Perhaps Pellman, who reportedly was involved with the NFL’s ATC spotter program, was a dissident to implementing an enforcement mechanism, and hence this gave the NFL yet another reason—out of a million—to force him into retirement.
More likely, though, this policy was implemented to bar players from filing malpractice lawsuits against team personnel. By making return-to-play decisions and any subsequent investigations and violations part of the collective bargaining agreement process (e.g., “Commissioner retains absolute discretion”), this will arguably trigger Section 301 preemption, forcing all such disputes to be resolved in arbitration rather than by a jury in state or federal court. Put another way, by agreeing to this policy, the NFLPA may have forfeited a player’s right to seek redress for his injuries in a court of law.

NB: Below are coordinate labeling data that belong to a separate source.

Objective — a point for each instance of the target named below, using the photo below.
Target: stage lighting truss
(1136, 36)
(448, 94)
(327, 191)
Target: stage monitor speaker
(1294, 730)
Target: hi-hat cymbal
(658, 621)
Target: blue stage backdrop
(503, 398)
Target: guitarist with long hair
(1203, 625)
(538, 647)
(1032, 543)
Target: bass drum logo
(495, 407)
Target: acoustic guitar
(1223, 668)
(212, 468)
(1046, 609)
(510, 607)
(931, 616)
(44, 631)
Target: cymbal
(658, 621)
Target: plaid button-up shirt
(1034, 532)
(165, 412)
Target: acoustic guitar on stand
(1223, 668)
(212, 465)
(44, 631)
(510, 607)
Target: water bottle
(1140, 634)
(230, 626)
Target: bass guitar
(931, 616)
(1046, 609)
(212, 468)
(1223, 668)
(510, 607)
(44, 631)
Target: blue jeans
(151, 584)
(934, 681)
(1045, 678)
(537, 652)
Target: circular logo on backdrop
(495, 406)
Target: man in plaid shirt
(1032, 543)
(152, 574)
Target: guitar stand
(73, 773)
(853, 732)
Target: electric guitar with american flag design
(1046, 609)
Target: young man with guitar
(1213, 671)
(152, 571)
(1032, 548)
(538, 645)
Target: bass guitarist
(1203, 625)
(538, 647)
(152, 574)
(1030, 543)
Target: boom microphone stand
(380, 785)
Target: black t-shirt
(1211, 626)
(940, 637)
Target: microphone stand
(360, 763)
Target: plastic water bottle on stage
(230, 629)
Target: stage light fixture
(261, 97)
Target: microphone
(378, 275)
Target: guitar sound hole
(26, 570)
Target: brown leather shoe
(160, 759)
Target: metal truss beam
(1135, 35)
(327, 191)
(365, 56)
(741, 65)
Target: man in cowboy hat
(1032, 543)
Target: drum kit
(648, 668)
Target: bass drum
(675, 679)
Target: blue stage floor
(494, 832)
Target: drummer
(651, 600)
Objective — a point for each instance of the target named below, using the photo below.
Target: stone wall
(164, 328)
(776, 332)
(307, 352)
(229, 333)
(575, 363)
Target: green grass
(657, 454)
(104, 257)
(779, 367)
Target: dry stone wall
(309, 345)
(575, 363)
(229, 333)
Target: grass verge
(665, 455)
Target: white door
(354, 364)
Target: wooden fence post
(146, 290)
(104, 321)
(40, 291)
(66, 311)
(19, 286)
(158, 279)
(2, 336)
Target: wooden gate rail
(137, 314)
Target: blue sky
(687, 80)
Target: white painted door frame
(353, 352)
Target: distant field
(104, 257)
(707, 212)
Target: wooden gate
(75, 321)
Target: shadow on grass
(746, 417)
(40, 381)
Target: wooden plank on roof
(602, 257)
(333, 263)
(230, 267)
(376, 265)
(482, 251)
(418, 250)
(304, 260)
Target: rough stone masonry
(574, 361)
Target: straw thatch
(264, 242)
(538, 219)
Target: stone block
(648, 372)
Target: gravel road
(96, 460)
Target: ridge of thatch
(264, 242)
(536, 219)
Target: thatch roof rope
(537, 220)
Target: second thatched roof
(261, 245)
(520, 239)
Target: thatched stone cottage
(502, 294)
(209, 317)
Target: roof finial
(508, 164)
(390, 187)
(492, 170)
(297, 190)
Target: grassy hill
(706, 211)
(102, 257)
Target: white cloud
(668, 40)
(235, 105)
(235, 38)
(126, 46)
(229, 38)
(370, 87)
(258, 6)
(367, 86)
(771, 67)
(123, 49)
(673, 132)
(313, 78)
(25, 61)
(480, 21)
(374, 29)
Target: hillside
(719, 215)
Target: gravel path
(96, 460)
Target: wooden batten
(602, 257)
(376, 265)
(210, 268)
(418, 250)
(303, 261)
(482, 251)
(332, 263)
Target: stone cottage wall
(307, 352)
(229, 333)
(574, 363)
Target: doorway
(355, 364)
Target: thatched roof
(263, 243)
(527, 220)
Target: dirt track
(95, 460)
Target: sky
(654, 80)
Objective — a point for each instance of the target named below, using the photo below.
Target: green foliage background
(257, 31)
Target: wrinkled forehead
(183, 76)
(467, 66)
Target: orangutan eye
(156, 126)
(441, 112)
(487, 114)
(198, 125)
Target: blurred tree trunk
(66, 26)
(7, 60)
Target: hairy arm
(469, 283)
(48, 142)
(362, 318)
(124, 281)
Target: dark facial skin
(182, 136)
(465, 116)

For example, imagine if Casey Keenum would have suffered second-impact syndrome after the Rams failed to follow the concussion protocol. Now, instead of a team (or its medical personnel) facing the threat of a jury verdict for millions of dollars as a result of its failure to abide by the NFL Game Day Concussion Protocol, a team will be subject to a $100,000.00+ fine levied by the owners’ hand-picked judge, Roger Goodell.
That’s quite a windfall: the NFL gets positive press for implementing this policy and the owners get to avoid costly litigation.
Whatever the motivations, one thing is certain: the recent rule changes made in the NFL can be directly tied to the litigation that exposed the NFL’s wrongful conduct and in turn forced other leagues and stakeholders to implement concussion protocols. Undoubtedly, the players today are in a much better working environment than the pre-2011 players.
While I won’t say the NFL has been a leader in this realm, it is fair to say that the majority of leagues look to the NFL when it comes to the implementation of concussion policies.
As a result, other leagues such as the NCAA, should promptly implement association-wide enforcement measures which mirror the NFL’s.
This will ensure that the oft-touted platitude of making player safety a priority is more than mere words.